Role of polyurethane-modified layered double hydroxides on SCFAs extraction from waste activated sludge fermentation liquid for elevating denitrification: Kinetics and mechanism
Graphical abstract
Introduction
Denitrification process was a vital procedure to alleviate water eutrophication by converting nitrite and nitrate to nitrogen gas (N2) in the wastewater treatment process (Michal et al., 2002). During the process, sufficient carbon sources were in the need as electron donor, especially for small molecules such as acetic acid, glucose and methanol. However, the available carbon sources in the influent of municipal wastewater treatment plants (WWTPs) was relatively low with chemical oxygen demand to nitrogen ratio (COD/N) of 3~4, limiting improved efficiency of nitrogen removal. Thus, large amounts of external carbon sources were added in the biological nutrient removal (BNR) process, increasing the economic burden of WWTPs (Park et al., 2009; Sun et al., 2017). Recently, exploration of internal carbon source from waste activated sludge (WAS) was disposed by anaerobic fermentation has attracted increasingly attention due to its abundant organics. Short-chain fatty acids (SCFAs) produced from WAS fermentation was proved to be alternative carbon sources for denitrification, reducing the environmental risk caused by sludge disposal as well (Wang et al., 2017). It revealed that the denitrification rate raised by approximately 55% when SCFAs were used as electron donor (Dong et al., 2010; Reyes-Avila et al., 2004). Fermentation liquid from alkaline pretreated WAS were believed to be efficient as carbon source in nitrogen removal due to high proportion of available carbon sources, acetate acid, for instance (Sun et al., 2017). However, the waste activated sludge fermentation liquid (SFL) contains not only SCFAs, but also large molecules bio-metabolites and refractory organics, e.g., proteins, lipids and humus, which increase the operation overhead of biological nutrients process and are detrimental to microbes in wastewater treatment (Wang et al., 2019). Therefore, seeking for an efficient and reusable adsorbent to extract SCFAs is the key bottleneck for the in situ application of SFL as carbon source for denitrification.

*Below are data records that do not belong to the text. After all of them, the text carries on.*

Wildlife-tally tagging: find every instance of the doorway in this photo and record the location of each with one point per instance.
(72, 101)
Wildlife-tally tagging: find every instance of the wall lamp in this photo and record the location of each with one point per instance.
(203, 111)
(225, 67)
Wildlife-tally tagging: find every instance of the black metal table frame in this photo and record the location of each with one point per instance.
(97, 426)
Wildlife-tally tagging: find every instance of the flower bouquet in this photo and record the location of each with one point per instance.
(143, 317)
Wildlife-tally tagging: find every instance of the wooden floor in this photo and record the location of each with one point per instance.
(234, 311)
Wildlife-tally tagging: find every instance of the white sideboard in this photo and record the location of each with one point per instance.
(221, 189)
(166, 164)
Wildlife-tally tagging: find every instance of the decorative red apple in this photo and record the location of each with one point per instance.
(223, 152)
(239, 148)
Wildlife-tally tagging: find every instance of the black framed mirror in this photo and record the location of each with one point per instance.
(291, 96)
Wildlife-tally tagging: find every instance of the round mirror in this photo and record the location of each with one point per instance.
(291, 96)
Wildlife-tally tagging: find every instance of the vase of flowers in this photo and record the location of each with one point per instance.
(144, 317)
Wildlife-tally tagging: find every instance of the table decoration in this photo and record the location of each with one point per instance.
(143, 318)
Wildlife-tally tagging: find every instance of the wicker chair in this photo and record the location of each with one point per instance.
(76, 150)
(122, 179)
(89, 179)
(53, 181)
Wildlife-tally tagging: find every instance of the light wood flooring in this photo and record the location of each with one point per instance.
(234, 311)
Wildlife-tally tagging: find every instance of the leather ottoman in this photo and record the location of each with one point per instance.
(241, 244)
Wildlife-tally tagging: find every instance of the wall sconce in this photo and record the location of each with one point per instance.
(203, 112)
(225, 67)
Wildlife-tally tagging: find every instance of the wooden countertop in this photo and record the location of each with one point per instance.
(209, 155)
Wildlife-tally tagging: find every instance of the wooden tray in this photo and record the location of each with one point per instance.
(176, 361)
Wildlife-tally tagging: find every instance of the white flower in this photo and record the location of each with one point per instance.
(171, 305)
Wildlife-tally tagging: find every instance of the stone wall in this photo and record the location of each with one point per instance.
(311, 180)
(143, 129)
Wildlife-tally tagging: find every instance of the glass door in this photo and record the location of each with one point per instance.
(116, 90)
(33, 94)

Layered double hydroxides (LDHs) have a great anion adsorption capacity due to their M(II)-M(III) cation-pair layered structure (Theiss et al., 2016; Chen et al., 2017). LDHs was wildly used in wastewater treatment industries to remove pollutants such as heavy metal ions, bromate, dyes, and phosphate (Li et al., 2014b; Peng et al., 2014; Yu et al., 2015; Shen et al., 2017; Kou et al., 2018). Wei et al. found that F− could be removed by Ca-Al-CO3, and results showed that the adsorption competitions of F− with Cl− and NO3− were not observed during the adsorption process (Wei et al., 2020). Ca/Al LDHs was also showed an excellent selenium removal performance. Its desorption and regeneration results showed that Ca/Al LDHs could be reused at least three times (Li et al., 2020). Recently, LDHs, as an efficient carrier of SCFAs with high adsorption capacity and slow-release property, have attracted more attentions. It was reported that Zn/Al intercalated with SCFAs performed better than SCFAs-Na as carbon source of denitrification (Li et al., 2017). Mg/Al, Ni/Al, and Ni/Fe LDHs were also believed with good properties of slow-release, when they were used as carbon sources with acetate intercalated (Jiang et al., 2018). However, powdery LDHs were always used as adsorbents, which mean large cost in material preparation due to limited recyclability. Noting that Ca/Al LDHs was relatively untapped as carrier of carbon sources, although several studies have explored its excellent performance to remove F−, Cl−, NO3− and selenium with high efficiency (Li et al., 2020). In addition, calcium could be easily obtained from wide natural and rich source. Eggshell waste, as the common raw material of food processing industry (its production is estimated to be 31.79 million tons in 2020), owing abundant calcium carbonate (94%–99.63%), can be regarded as a low-cost calcium source (Lunge et al., 2012). Thus, in this study, the pretreated eggshell waste was used to release calcium ions for Ca/Al LDHs preparation.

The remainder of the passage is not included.